Evaluating $\int{x^2\over{\sqrt{2x-x^2}}}dx=$ using trig substitution: $(x-1)=\sin\theta$
$\int{x^2\over{\sqrt{2x-x^2}}}dx=I$
$I= \int{{\left(\sin\theta-1\right)^2}\over{\cos\theta}}{\cos\theta d\theta}=$ $\int{{(\sin\theta-1)^2} d\theta}$
$\implies I={\int({\sin^2\theta-2\sin\theta+1 )d\theta}}$
$\implies I={\frac 12}{\int1-\cos2\theta d\theta-\int2\sin\theta d\theta+\int1 d\theta}$
$\implies I={\frac 32\theta}-{\frac 14 \sin2\theta}+{2\cos\theta}+C$
Now,
${\theta=\sin^{-1}(x-1)}$, ${\sin\theta=(x-1)}$ and ${\cos\theta={\sqrt{(2x-x^2)}}}$
We get:
$I={\frac 32\theta}-{\frac 14 \sin2\theta}+{2\cos\theta}+C=$ ${\frac 32 \sin^{-1}(x-1)}-{\frac 12 \sin\theta \cos\theta}+{2\cos\theta}+C$
$\implies I={\frac 32 \sin^{-1}(x-1)}-{\frac 12 (x-1){\sqrt{(2x-x^2)}}}+{2{\sqrt{(2x-x^2)}}}+C$
My answer doesn't add up to the answer written in my textbook.
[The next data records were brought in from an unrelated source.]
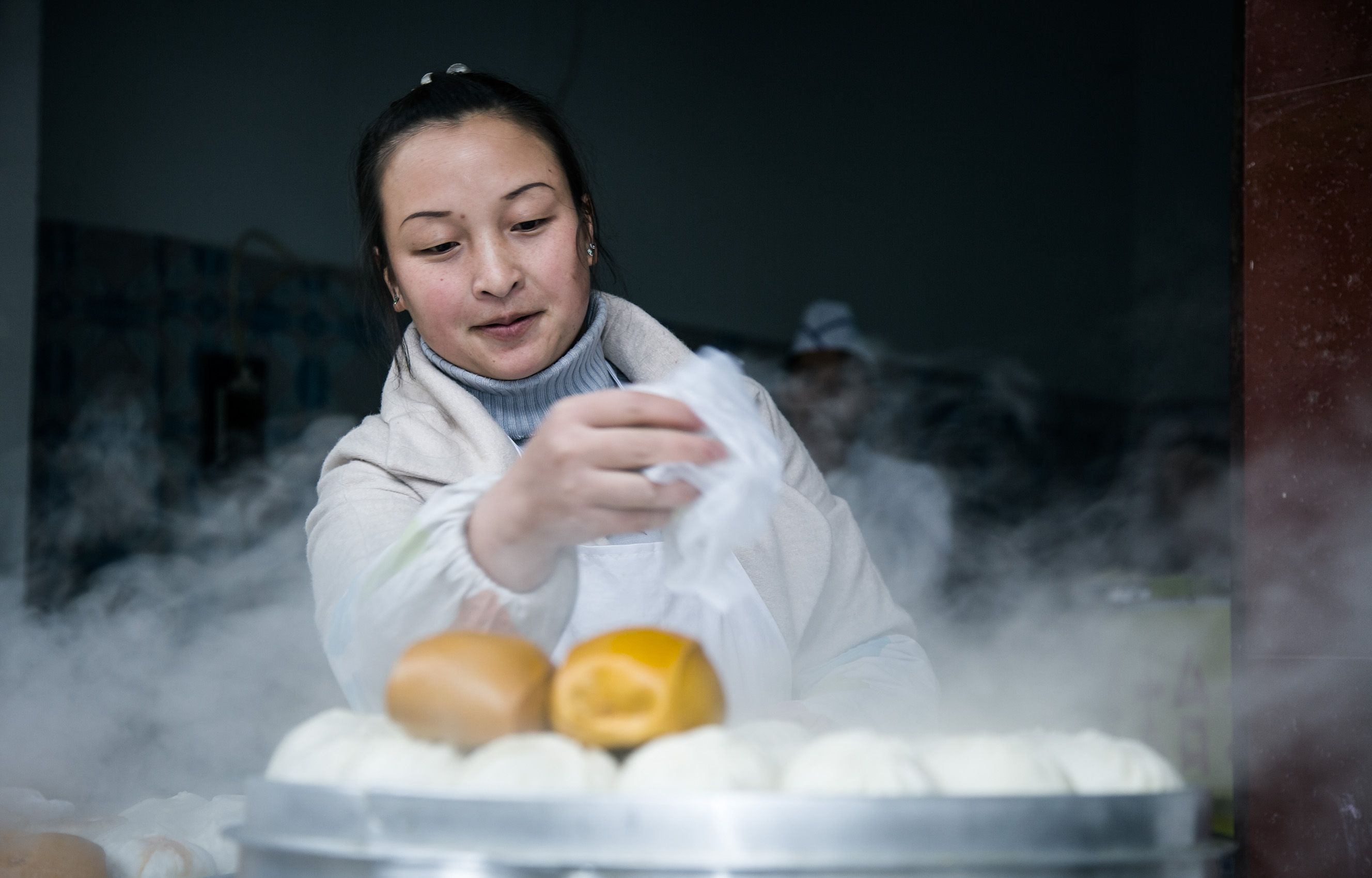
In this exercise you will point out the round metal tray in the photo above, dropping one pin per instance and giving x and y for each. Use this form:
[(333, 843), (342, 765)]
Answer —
[(298, 830)]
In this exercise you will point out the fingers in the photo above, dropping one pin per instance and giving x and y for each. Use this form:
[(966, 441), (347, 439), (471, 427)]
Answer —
[(610, 523), (632, 493), (637, 448), (626, 408)]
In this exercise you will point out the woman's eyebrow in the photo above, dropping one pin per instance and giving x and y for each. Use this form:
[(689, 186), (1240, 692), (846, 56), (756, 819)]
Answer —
[(427, 213), (526, 189)]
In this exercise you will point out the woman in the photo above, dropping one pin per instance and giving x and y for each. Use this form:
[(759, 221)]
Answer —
[(500, 486)]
${\frac 32 \sin^{-1}(x-1)}-{\frac 12 (x-1){\sqrt{(2x-x^2)}}}-{2{\sqrt{(2x-x^2)}}}+C$
Could someone explain how do we get the negative ${-2{\sqrt{(2x-x^2)}}}$ ?
There is an error in the third line, it's $I = \int (\sin \theta + 1)^2$ instead of $\int (\sin \theta -1)^2$.
You probably substituted $x = \sin \theta -1$ instead of $x=\sin\theta +1$ in the numerator.